Setting Up Your Project
To begin, create a new folder for your project and open it in VS Code or your preferred editor. Initialize a new Node.js project with these steps:
- Open a terminal and run
npm init
to create a package.json file - Add the type and start script to your package.json:
{
"type": "module",
"scripts": {
"start": "node index.js"
}
}
Installing Puppeteer
Puppeteer is a Node.js library that provides a high-level API to control a headless Chrome browser.
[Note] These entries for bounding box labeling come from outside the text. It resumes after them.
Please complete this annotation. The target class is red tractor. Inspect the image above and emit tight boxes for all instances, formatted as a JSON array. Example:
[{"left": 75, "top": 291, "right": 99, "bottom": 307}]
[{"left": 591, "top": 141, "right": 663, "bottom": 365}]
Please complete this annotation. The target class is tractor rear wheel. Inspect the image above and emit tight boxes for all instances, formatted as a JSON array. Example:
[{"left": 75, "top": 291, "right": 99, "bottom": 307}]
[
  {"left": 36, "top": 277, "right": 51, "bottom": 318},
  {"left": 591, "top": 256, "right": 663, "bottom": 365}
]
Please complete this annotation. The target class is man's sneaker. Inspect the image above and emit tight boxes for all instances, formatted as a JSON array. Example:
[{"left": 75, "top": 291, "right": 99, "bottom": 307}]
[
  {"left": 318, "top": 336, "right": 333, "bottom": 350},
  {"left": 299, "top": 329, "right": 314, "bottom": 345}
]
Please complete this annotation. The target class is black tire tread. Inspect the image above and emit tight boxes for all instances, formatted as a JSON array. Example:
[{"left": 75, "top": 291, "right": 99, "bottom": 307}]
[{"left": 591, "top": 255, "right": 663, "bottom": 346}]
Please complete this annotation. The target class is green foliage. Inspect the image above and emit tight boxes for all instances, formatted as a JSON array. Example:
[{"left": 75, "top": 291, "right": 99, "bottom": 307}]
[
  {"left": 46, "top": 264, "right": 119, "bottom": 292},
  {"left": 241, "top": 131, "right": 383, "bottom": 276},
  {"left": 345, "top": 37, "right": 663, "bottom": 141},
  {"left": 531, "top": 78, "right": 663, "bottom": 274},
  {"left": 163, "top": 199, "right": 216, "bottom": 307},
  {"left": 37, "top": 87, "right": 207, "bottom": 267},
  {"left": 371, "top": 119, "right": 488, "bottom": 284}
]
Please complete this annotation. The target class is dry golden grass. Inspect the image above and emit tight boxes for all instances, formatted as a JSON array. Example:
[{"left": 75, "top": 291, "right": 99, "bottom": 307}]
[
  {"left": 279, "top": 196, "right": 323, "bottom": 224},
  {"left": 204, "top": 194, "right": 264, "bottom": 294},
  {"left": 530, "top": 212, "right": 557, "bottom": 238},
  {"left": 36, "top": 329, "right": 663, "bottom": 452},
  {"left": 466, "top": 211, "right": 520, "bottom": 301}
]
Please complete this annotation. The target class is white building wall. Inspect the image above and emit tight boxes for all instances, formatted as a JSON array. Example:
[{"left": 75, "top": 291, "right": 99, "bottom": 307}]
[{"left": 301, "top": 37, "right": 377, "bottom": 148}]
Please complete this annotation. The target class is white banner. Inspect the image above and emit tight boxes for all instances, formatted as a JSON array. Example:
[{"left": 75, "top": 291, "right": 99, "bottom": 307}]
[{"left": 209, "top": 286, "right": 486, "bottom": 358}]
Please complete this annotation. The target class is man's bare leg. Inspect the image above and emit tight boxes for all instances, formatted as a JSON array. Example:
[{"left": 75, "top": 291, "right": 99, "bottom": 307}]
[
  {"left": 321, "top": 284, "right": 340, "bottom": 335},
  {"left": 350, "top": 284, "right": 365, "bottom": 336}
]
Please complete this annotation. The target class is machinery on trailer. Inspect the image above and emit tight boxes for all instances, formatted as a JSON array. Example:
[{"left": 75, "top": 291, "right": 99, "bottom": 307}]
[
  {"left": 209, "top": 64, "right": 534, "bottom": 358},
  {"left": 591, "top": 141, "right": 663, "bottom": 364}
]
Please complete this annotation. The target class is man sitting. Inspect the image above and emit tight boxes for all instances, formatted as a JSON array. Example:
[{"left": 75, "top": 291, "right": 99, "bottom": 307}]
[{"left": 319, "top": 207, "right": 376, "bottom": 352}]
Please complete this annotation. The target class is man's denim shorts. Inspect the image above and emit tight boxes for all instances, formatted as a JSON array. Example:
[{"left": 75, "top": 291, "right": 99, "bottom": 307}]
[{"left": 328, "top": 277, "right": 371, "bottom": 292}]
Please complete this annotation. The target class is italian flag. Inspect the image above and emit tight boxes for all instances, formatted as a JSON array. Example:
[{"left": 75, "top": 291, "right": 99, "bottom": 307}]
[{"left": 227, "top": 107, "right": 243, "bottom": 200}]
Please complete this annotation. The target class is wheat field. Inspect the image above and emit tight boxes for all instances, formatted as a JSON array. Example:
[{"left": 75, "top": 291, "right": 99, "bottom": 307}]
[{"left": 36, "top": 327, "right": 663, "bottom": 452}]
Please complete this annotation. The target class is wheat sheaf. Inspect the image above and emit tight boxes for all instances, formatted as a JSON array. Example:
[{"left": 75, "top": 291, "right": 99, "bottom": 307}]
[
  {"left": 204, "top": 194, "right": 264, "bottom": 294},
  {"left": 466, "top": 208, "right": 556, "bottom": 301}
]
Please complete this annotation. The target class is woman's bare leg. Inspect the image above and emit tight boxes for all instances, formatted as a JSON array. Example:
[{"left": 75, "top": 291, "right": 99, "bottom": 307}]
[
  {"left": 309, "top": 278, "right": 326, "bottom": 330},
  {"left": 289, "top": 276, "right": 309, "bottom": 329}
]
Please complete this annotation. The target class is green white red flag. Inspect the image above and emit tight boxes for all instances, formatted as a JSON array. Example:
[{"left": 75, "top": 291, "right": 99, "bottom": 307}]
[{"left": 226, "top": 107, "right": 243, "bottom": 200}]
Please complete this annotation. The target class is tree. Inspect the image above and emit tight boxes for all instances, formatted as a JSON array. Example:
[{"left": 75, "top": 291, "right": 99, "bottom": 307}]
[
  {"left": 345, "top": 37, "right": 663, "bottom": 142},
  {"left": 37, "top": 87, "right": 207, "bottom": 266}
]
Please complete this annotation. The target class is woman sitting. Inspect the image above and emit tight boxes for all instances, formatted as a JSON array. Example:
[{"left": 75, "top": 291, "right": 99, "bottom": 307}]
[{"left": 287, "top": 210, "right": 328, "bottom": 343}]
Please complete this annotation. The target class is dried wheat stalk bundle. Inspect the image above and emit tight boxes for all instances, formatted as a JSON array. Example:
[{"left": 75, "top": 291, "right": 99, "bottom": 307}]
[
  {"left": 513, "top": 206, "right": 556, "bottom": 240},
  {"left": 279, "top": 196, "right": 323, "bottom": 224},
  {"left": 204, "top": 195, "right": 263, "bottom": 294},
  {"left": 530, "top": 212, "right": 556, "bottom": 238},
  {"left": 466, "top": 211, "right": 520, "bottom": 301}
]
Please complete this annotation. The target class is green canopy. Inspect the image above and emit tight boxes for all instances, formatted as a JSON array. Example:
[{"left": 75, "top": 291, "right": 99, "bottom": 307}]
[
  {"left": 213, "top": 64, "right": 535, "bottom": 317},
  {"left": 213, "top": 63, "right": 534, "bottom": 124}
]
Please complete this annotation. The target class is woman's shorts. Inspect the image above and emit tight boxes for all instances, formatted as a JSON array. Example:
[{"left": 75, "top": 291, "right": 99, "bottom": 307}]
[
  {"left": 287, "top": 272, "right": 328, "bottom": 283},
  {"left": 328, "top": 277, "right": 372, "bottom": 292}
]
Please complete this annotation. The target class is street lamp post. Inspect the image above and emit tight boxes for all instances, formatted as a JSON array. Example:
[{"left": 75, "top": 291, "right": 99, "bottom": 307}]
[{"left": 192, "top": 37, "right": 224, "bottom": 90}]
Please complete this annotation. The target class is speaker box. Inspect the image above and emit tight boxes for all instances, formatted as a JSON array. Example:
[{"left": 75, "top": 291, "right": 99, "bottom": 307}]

Install it with:
npm install puppeteer
Creating Your Scraper
Create an index.js file and import the necessary dependencies:
import puppeteer from 'puppeteer';
import { Parser } from 'json2csv';
import fs from 'fs';
Next, set up the browser instance and navigation:
// URL to scrape
const URL = 'https://www.naukri.com/software-development-jobs';
// Launch browser
const browser = await puppeteer.launch();
const page = await browser.newPage();
// Set user agent to avoid being blocked
await page.setUserAgent('Mozilla/5.0 (Windows NT 10.0; Win64; x64) AppleWebKit/537.36 (KHTML, like Gecko) Chrome/89.0.4389.82 Safari/537.36');
// Navigate to the target URL
await page.goto(URL);
Extracting Job Information
To extract job information, you need to identify the CSS selectors for the elements containing the data you want. In this example, we're extracting job titles, company names, experience requirements, and locations:
// Wait for job cards to load
await page.waitForSelector('.jobTuple');
// Extract job information
const jobs = await page.$$eval('.jobTuple', cards => {
return cards.map(card => {
// Get job title
const titleSelector = card.querySelector('.title');
const title = titleSelector.innerText;
const url = titleSelector.href;
// Get company name
const companySelector = card.querySelector('.company');
const companyName = companySelector.innerText;
// Get experience requirement
const experienceSelector = card.querySelector('.expwdth');
const experience = experienceSelector?.innerText;
// Get location
const locationSelector = card.querySelector('.locwdth');
const location = locationSelector?.innerText;
return {
title,
url,
companyName,
experience,
location
};
});
});
Exporting to CSV
After extracting the data, you can export it to a CSV file for further analysis:
// Convert JSON to CSV
const parser = new Parser();
const csv = parser.parse(jobs);
// Write to file
fs.writeFileSync('jobs.csv', csv);
// Close the browser
await browser.close();
console.log('Job data saved to jobs.csv');
Running Your Scraper
Run your scraper with the command:
npm start
The script will launch a headless Chrome browser, navigate to the job site, extract the job information, and save it to a CSV file. You can then open this file in Excel or any spreadsheet program to view and analyze the data.
Important Considerations
When scraping websites, remember:
- Always respect the website's terms of service and robots.txt file
- Add delays between requests to avoid overloading the server
- CSS selectors may change if the website updates its design
- Some websites actively block scraping attempts
This simple project demonstrates the power of web scraping for data collection. With these fundamentals, you can adapt the technique to gather information about fitness equipment prices, exercise techniques, or other home gym related data from various sources.